V2A – das sind zwei expressive Musiker, die sich selbst als 316 (Mechanized) und 304 (Drone) bezeichnen. V2A sind anders, speziell, außergewöhnlich; fernab der Norm bewegt sich das EBM/Industrial Soundkonstrukt in einem nahezu surrealen, destruktiven und postapokalyptischen Klangszen- ario. Irgendwie brachial, treibend und unwiderruflich nach vorne preschend, aber gleichermaßen atmosphärisch und rhythmisch. (Quelle: Pressetext) Nach fünf veröffentlichten Alben und ihren bisherigen Tourneen als Support für Szene-Bands wie u.a. Combichrist, Suicide Commando, Nachtmahr oder aber Stoneman holt die Band nun zum nächsten Schlag aus und präsentiert am 19. Oktober 2018 ihr brandneues Werk namens „Gravity Killer“ via Out O Space Records.

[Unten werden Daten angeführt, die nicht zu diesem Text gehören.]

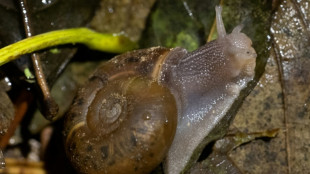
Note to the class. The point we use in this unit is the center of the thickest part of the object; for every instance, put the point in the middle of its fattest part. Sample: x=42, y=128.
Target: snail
x=149, y=104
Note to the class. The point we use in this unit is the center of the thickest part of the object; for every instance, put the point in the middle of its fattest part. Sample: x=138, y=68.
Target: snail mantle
x=146, y=105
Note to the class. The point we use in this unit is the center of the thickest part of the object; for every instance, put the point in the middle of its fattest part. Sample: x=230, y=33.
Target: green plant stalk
x=93, y=40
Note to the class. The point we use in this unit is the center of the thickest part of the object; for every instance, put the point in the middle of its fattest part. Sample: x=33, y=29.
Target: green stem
x=93, y=40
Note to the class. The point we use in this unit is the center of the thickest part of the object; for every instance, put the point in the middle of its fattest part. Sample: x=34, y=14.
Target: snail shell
x=122, y=121
x=158, y=88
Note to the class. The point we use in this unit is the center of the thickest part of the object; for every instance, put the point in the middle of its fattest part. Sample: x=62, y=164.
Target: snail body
x=165, y=92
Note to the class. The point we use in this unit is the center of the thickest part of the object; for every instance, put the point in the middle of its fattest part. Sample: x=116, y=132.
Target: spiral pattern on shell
x=120, y=123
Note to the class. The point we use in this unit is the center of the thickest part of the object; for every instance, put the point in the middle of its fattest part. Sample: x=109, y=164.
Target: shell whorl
x=122, y=121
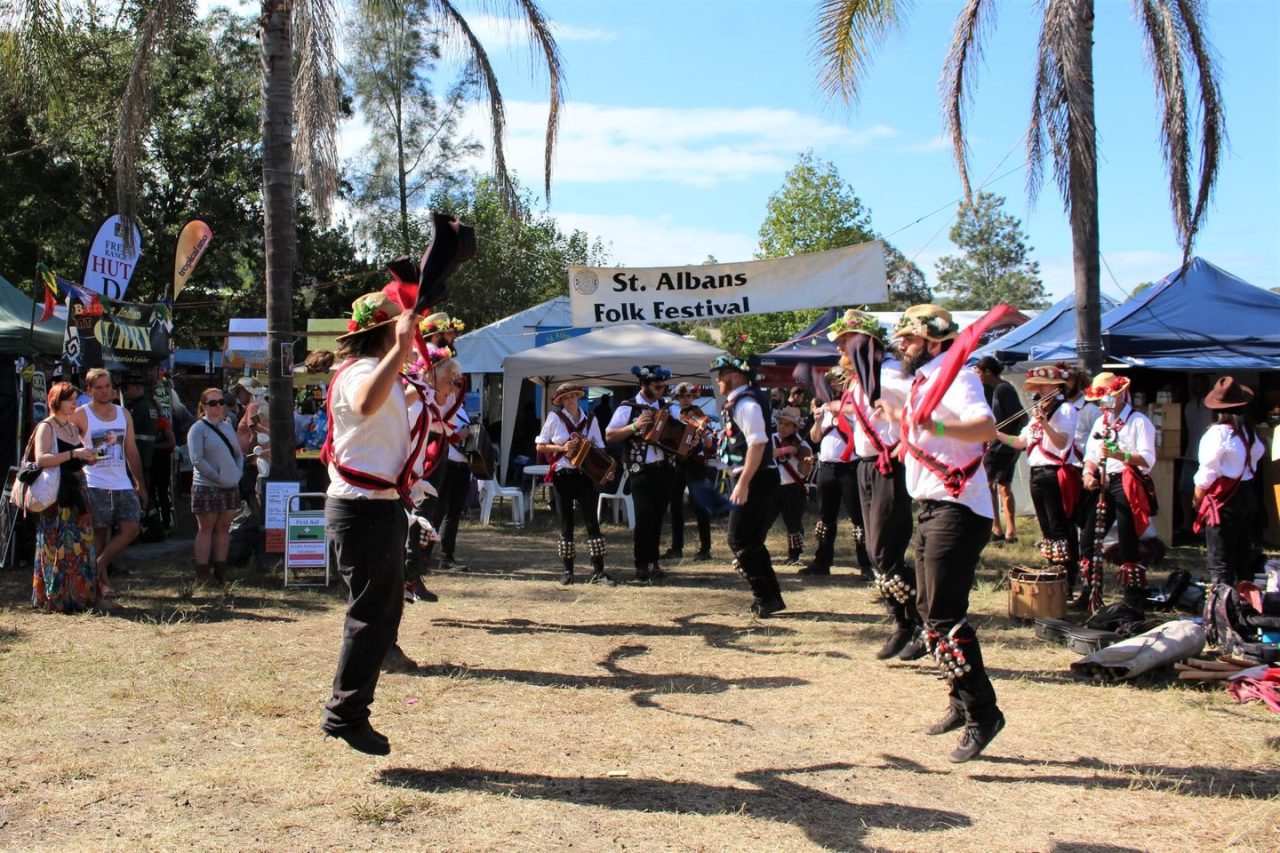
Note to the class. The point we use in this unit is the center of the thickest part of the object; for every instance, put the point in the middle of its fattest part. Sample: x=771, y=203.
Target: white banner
x=608, y=295
x=109, y=268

Los geht die Reise des sechsten Albums des deutsch-britischen Projekts mit dem Intro „Fire and Blood“. Maschinengeräusche begleitet von Spoken Words wirken abgeklärt und cool bis in die letzte Flügelschraube der virtuellen Spacemaschine, die am Anfang zu hören ist. „V2A“ spielt mit den Irritationen, die sich beim Hören ausbreiten. Es ist nicht zu greifen, weil das Intro wie ein Ausschnitt eines größeren Ganzen wirkt. „F-Society“ begeistert anfangs mit den guten alten Breakbeats. Thematisch schließt sich dieser Titel dem Intro an und führt es aggressiv und bissig in ein Industrial Thema weiter zugunsten eines geradeaus laufenden Taktes. Noch schneller wird das recht melodiöse „Gravity Killer“. Das hat schon beinahe Synthiepopflair. Das ganze Gegenteil ist „Master Blaster“ hingegen ist böse und aggressiv und ganze Horden von dunklen Gestalten scheinen einem „Master-Blaster“ ins Ohr zu schreien. Dazu gibt es einen martialischen Turbo EBM Beat. Nun kommt mit „Toxic“ ein großartiger Titel, der spannend mit dem Tempo spielt und den einen Ton wie einen hüpfenden Ping-Pong-Ball erst langsam und dann immer schneller werden lässt. Nicht weniger TOP ist „One-Man-Riot“. Das ist EBM-Industrial mit bissiger Power aus dem Underground „Fuck you, I’m a one man riot“. Wie kompromisslos V2A sind, wird mit folgenden Worten „I don’t care what you think of me your life is far too plain who wants to be normal you all look the fucking same!“ gleich zu Beginn von „Freak Show“ deutlich. Trotz der klaren Message, wird hier mit einem urtypischen Technothema einem ein wissendes Lächeln ins Gesicht zaubert. Sehr eingängig! Diese leichte Brise weht nicht lange, sondern entfesselt mit „Asylum“ einen Sturm. Dieser bringt eine Metal-Note mit und der Takt ist durchaus Headbanger tauglich. Ein weiterer Kracher ist das technoide „Hail Hydra (Valkyrie Mix 2018)“. In diesem Titel wird das Meme „Hail Hydra“ aus der Welt der Marvel Comics aufs Korn genommen. Der letzte Titel des Albums „Divided by Dreams“ schöpft wieder aus dem Vollen des Synthiepops, aber diesmal so richtig. Dieser Song hebt sich ungewöhnlich optimistisch von allen anderen ab.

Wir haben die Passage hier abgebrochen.